It’s a policy that complements the Community Partnerships Noel Pearson has built with Westpac, Boston Consulting Group, the Body Shop and Myer Foundation which are helping to create enterprises such as a furniture factory, an art centre and a tourism venture. As Pearson explains:

“the great advantage of the corporate sector is their normal work is around wealth creation and … climbing ladders. And it’s about time we hung out with some people who know how to climb ladders.”

Or, as Treasurer Peter Costello once wrote: “Economic growth is still the best poverty-buster we have yet discovered.”

Conclusion

Dignity for Aborigines does not lie in the ideology of state-sponsored cultural programmes and separate political and social institutions. Aborigines need the same as every other Australian - skills that will allow them individual self-determination.

Unfortunately, Labor's irresponsible policies in this area have created a pervasive culture of entitlement, reinforced by a peak Aboriginal body which cultivates a sense of grievance in the Aboriginal community to distract from the gross incompetence with which it has gone about its mission.

It is easy to despair over the magnitude of that mission. Certainly, the performance of ATSIC gives little cause for hope.
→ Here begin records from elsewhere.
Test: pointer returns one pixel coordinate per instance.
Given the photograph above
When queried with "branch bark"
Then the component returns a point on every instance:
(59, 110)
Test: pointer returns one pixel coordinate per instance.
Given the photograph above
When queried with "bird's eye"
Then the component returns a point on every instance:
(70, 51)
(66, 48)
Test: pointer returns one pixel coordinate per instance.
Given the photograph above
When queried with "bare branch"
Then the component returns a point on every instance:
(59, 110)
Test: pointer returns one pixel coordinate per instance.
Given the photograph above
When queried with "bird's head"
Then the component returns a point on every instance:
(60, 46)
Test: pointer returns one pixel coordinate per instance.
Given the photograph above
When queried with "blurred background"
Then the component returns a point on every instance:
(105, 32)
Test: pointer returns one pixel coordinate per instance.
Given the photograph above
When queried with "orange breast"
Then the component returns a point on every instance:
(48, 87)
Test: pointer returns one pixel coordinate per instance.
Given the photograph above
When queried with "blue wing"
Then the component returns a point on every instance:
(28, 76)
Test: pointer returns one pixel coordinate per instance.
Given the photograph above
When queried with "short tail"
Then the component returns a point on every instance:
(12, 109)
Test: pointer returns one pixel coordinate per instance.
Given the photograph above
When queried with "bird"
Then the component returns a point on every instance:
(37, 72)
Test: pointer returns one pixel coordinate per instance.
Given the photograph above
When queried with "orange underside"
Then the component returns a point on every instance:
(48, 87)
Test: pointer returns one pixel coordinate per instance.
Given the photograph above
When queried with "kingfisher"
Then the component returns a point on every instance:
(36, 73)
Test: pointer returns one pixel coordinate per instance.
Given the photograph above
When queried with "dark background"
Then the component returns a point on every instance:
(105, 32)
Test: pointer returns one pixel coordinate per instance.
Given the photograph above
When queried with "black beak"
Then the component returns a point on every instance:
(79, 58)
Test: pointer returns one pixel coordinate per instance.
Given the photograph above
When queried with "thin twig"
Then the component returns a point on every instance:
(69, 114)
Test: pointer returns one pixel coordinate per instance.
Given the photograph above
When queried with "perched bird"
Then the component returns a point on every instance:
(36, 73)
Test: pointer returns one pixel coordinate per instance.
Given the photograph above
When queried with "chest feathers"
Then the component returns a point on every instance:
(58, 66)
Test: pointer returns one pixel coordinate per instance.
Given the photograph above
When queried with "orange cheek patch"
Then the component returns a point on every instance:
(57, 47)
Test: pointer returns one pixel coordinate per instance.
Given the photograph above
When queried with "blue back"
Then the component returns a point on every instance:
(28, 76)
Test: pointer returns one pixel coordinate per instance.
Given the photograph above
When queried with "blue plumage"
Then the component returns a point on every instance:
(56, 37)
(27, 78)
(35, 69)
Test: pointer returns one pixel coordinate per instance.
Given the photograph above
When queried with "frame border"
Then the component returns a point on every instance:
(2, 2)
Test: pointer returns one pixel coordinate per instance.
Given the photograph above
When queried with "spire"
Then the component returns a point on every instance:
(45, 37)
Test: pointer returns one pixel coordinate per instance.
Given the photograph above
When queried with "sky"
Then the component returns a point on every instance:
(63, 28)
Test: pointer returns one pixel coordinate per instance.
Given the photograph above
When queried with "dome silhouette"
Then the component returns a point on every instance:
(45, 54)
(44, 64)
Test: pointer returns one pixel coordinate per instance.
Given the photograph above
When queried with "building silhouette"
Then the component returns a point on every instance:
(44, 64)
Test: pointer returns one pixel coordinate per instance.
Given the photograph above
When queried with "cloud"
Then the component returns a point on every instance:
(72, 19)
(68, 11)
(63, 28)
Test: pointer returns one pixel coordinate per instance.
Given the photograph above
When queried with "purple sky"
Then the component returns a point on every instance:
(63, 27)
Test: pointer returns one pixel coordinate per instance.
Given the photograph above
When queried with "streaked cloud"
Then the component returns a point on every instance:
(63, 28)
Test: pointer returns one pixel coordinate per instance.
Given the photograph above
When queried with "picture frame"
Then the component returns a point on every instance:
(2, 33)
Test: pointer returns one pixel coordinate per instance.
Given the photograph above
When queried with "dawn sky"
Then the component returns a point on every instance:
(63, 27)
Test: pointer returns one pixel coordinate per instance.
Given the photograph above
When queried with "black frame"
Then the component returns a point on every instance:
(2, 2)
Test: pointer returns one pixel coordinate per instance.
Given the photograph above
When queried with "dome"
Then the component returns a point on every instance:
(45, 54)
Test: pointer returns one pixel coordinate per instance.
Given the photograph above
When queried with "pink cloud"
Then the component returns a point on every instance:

Yet as liberals, we should hardly be surprised that a state monopoly model has given rise to inefficiency and failure.

Rather, we should have faith in the basic liberal principles of empowering individuals and communities to help themselves. Applying these principles to the issues that confront indigenous Australians would give the Aboriginal community a renewed sense of hope and opportunity.

In the longer term, I believe such reforms would demonstrate the effectiveness of those liberal principles to the wider community, when a seemingly intractable problem begins to be resolved.

But in the short term, the solution cannot begin until the discredited structures of Labor's monopoly model are swept away.